L’usine nucléaire de La Hague démunie en cas de très fortes intempéries

Durée de lecture : 6 minutes

9 avril 2013 / Le Blog de jeudi



Non, il ne peut y avoir de tsunami sur le Cotentin. Mais des chutes de neige paralysant la région, oui, comme on l’a vu en mars. Qu’arriverait-il alors si se produisait un accident nucléaire dans l’usine de déchets de La Hague, secours et équipements ne pouvant arriver ? Les habitants et les élus s’interrogent.

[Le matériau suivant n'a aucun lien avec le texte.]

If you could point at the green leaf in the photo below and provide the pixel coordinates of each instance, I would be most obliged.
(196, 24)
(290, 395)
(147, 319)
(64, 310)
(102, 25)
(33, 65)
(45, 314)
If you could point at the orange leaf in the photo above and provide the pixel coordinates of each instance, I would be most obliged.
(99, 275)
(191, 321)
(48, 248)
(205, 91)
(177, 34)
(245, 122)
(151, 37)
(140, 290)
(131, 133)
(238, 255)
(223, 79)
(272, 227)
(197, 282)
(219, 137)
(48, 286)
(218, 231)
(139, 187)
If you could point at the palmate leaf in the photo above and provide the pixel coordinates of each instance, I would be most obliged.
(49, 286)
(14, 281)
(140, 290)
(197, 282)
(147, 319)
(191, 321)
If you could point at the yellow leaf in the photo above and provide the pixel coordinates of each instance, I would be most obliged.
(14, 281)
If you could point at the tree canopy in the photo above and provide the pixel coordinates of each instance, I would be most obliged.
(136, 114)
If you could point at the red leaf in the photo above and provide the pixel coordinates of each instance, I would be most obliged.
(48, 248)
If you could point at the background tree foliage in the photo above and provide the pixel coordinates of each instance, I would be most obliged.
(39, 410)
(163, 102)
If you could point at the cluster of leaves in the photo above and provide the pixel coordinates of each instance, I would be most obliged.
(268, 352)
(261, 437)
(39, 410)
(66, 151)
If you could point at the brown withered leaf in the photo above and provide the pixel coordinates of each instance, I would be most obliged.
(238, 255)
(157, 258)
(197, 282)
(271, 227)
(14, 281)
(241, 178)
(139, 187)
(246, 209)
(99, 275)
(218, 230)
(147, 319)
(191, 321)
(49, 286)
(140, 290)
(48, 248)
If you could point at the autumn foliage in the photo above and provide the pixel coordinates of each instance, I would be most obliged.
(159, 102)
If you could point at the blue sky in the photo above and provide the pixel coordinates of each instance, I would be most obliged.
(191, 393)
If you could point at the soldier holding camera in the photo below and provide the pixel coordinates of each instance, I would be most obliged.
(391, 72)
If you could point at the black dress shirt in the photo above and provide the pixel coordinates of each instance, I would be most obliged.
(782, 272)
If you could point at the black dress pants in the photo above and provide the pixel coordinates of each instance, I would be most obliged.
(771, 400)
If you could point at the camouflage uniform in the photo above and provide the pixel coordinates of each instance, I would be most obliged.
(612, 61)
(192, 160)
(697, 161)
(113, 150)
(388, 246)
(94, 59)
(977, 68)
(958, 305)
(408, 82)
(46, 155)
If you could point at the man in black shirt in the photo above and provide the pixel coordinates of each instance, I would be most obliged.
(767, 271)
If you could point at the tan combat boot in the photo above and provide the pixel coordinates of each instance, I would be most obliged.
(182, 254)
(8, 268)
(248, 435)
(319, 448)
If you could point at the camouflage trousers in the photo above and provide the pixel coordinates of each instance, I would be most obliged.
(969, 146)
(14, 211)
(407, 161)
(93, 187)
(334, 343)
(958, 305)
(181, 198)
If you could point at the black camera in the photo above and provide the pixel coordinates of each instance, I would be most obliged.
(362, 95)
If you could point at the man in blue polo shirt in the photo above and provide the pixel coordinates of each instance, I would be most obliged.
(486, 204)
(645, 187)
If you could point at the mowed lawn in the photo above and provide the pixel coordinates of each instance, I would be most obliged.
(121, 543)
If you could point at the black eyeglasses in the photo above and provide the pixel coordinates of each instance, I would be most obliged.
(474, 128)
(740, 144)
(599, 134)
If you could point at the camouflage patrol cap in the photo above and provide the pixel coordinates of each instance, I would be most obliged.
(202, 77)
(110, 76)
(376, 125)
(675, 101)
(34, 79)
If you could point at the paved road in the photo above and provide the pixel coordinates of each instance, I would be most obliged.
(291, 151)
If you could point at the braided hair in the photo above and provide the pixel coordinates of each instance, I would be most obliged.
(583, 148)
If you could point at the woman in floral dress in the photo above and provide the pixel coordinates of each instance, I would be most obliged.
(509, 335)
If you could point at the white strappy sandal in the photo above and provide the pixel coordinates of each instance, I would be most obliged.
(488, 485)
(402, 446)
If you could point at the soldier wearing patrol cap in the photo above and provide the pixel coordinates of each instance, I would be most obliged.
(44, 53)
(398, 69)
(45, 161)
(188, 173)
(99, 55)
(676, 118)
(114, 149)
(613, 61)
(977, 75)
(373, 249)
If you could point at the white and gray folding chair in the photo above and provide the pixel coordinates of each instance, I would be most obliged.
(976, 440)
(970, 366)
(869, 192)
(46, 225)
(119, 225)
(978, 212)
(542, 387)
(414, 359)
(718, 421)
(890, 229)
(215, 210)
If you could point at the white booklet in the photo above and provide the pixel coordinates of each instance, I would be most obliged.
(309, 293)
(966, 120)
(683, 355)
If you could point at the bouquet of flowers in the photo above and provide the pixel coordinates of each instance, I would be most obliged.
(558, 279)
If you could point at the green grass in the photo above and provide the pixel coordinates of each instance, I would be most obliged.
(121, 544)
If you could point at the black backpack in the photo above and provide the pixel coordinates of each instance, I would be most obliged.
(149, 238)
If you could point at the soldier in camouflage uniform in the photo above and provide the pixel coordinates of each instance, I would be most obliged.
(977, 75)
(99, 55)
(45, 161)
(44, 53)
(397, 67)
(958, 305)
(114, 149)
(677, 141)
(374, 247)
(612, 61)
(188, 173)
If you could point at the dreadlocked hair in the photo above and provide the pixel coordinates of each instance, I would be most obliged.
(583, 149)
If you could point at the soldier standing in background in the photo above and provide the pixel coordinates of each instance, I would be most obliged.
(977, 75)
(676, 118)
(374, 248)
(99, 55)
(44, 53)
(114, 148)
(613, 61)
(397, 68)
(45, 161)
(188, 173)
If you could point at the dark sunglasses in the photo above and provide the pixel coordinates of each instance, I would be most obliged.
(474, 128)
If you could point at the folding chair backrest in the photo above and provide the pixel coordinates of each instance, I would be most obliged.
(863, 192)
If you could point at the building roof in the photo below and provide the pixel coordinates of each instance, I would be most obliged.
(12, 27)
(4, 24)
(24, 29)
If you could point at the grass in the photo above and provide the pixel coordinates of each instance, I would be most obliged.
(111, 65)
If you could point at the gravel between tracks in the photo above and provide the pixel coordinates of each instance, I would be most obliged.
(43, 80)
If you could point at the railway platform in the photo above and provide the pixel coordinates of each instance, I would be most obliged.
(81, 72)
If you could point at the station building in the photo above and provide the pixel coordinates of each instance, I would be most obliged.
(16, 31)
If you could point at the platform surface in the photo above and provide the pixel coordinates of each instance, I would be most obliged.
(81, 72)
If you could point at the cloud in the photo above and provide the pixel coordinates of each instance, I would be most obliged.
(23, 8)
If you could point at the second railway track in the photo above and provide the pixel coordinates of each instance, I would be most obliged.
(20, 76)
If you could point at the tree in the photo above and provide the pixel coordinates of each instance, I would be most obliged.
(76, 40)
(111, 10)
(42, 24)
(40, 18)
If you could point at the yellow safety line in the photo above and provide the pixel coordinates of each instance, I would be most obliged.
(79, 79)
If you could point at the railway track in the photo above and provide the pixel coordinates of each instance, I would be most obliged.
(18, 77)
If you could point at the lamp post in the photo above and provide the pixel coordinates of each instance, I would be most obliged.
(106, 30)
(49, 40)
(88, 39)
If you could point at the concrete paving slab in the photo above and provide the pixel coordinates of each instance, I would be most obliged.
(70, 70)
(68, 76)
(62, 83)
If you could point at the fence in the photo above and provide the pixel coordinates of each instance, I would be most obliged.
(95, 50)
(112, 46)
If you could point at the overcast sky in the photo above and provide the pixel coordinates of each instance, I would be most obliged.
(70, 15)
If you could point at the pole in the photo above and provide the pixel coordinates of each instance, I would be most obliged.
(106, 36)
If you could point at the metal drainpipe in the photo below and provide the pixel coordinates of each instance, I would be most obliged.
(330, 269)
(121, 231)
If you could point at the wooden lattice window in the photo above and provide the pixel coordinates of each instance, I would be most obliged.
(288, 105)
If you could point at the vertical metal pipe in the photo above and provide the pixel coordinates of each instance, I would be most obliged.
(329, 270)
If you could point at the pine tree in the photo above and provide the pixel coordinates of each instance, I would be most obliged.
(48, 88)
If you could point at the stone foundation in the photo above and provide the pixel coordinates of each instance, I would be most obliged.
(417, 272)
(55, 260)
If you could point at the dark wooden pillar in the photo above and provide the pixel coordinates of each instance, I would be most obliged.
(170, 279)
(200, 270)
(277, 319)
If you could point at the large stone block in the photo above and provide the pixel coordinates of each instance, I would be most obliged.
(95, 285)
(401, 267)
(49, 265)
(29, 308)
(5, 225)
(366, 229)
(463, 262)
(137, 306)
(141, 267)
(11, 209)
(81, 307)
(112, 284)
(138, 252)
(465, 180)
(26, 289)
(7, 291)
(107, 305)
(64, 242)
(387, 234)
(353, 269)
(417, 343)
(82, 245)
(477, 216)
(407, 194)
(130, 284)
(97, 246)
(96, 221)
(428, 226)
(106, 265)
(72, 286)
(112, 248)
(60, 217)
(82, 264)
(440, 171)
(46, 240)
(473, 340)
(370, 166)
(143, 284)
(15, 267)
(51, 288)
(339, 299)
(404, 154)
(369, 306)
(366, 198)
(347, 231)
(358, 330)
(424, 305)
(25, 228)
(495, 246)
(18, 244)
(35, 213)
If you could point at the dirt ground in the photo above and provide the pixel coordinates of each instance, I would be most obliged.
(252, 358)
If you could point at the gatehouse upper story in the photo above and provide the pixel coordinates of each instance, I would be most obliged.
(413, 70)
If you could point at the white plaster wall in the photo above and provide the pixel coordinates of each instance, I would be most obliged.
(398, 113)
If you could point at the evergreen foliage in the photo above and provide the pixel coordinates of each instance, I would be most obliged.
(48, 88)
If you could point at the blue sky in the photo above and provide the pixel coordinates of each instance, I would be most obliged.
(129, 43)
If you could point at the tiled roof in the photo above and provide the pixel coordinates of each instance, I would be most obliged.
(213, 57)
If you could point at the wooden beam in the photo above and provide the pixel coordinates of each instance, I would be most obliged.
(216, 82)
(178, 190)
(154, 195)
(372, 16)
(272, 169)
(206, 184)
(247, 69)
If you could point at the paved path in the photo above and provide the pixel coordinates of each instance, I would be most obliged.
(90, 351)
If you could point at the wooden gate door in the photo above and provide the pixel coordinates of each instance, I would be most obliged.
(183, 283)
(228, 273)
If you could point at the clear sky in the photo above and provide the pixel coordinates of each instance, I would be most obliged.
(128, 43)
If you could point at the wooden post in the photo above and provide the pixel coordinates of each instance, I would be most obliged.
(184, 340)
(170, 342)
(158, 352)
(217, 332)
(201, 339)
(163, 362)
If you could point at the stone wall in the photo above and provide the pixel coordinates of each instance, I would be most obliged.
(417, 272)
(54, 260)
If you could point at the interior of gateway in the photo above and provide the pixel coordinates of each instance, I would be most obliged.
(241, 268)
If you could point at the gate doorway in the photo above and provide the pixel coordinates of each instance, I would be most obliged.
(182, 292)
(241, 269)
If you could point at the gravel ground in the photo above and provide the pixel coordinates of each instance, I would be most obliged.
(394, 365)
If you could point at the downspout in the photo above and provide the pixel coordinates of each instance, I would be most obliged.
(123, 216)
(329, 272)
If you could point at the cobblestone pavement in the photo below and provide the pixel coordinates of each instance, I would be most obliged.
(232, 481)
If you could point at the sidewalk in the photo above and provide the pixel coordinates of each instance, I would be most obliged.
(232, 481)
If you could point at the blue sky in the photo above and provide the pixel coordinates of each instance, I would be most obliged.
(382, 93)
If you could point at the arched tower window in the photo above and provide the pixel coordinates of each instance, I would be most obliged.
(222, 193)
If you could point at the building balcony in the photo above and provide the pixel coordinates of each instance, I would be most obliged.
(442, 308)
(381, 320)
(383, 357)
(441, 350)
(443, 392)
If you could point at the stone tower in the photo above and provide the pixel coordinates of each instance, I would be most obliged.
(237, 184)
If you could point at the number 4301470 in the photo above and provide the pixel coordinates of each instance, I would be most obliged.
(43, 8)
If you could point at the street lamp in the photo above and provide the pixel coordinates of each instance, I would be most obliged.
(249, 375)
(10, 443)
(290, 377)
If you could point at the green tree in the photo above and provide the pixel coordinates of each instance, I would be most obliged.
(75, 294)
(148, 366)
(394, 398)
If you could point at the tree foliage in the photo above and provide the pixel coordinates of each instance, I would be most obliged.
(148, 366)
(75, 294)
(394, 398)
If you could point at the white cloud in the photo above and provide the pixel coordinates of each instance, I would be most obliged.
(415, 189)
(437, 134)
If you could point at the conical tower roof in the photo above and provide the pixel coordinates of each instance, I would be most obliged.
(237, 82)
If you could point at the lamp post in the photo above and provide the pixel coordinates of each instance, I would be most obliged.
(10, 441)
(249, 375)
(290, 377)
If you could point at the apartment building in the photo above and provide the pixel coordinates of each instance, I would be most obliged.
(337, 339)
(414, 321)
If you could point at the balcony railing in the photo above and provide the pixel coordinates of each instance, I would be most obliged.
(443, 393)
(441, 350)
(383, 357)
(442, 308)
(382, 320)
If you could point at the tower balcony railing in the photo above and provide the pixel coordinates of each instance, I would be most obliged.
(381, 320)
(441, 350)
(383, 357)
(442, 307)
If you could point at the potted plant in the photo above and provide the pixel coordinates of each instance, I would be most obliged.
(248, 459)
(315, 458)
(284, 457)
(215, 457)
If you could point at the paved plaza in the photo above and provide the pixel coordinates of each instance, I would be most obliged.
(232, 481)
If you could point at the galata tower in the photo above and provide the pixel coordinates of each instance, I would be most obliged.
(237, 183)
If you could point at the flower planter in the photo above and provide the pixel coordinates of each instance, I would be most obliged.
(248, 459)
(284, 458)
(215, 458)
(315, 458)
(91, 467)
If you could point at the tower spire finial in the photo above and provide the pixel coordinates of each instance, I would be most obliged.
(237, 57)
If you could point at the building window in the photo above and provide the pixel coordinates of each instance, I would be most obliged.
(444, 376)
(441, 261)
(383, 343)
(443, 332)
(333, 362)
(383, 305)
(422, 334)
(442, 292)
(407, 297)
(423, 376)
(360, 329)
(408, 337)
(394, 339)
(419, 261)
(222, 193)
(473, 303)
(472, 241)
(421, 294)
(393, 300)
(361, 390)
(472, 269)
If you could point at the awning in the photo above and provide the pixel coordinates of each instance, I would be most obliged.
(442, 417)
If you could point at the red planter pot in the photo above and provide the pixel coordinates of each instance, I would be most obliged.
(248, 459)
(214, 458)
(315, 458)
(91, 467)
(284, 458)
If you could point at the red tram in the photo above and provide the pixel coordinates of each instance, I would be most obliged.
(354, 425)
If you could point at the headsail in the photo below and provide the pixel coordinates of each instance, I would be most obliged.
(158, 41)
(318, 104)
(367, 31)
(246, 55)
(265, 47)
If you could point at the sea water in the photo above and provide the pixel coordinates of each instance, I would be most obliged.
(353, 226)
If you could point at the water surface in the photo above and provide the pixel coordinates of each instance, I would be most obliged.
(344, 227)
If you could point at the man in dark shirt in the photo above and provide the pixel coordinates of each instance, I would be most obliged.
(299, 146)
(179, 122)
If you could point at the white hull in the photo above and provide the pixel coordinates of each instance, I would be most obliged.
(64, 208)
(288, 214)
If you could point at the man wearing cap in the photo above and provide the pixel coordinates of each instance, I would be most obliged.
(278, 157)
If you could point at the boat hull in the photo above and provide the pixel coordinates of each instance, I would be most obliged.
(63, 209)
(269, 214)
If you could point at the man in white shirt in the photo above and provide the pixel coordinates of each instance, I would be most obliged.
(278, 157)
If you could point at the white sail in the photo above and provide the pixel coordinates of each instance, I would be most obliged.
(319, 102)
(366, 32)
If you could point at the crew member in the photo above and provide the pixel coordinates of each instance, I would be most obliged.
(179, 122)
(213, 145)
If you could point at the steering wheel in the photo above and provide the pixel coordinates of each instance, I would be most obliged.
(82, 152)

Les chutes de neige et leurs conséquences dans la Manche amènent les élus à s’interroger sur les risques qui pourraient peser sur les sites nucléaires en cas d’intempéries paralysantes.

Comme de bien entendu, Areva ressort « blanc comme neige » ( Voir Ouest France ci-dessous) de cet épisode qui montre une fois de plus la fragilité des sites nucléaires du Cotentin. En fin d’article un reportage photo sur les évènements du 11 au 15 février et deux vidéos donnent l’ampleur du sujet.

En effet personne ne savait que des naufragés de la route se trouvaient bloqués dans la neige à deux pas du site d’Areva La Hague. C’est vers ce site que l’armée s’est dirigée en premier et avec succès. Comme l’indique un élu « il serait bon que le groupe de travail interCli (Areva, Andra et EDF Flamanville) poursuive son travail sur l’analyse de l’événement neigeux du 10 au 13 mars, et l’audition des intervenants, avant d’en tirer des recommandations pour tous les acteurs ».

Chiche ! On avait dit ça après l’étude du Pr Viel sur les leucémies de la Hague et on n’a rien fait. Alors on bouge ?

Des maires de la Manche ont douté de la capacité des secours et des industriels à faire face à un accident nucléaire en cas de fortes intempéries, évoquant un risque comparable à celui d’un « tsunami », après les chutes de neige qui ont paralysé le département à la mi-mars.

« Le blizzard, notre Tsunami local ? »

« Le blizzard, notre tsunami local ? Gardons-nous de voir la paille dans l’oeil du voisin et ne pas voir la poutre dans le nôtre. Restons vigilants " , a averti Patrick Fauchon, maire (PS) de Flamanville, commune qui abrite une centrale nucléaire et où est en construction le premier réacteur EPR français, dans une allusion à la catastrophe de Fukushima.

En raison des fortes chutes de neige et des forts vents qui avaient frappé le Cotentin durant la semaine du 11 mars, beaucoup de routes, dont des axes clés d’intervention en cas d’incident à la centrale nucléaire de sa commune, étaient restées plusieurs jours « impraticables », rappelle l’élu dans un communiqué publié en marge d’une commission locale d’information (CLI, qui réunit élus, industriels et écologistes) sur l’usine Areva de Beaumont-Hague, autre site nucléaire, situé à 23 km de Flamanville.

Coupés du monde

A l’heure où les élus manchois travaillent à tirer des leçons de Fukushima, plusieurs membres de cette CLI se sont montrés préoccupés par la neige. Durant la semaine du 11 mars, de nombreux foyers manchois s’étaient ainsi retrouvés coupés du monde, ont-ils souligné.

« C’est inadmissible, je me suis retrouvée sans téléphone, ni électricité. Même la radio ne captait pas. Durant deux jours, je n’ai pu joindre ni gendarmerie ni préfecture. Il aurait pu se produire n’importe quoi " , a déclaré vendredi à l’AFP Odile Thominet, maire UMP de Surtainville, située à 11 km de Flamanville et 28 km de Beaumont-Hague.

En outre, sur le site même d’Areva, « il y a eu des salles de repli difficile, voire impossible d’accès » pour les salariés, s’est de son côté inquiété Yann Perotte, délégué syndical FO.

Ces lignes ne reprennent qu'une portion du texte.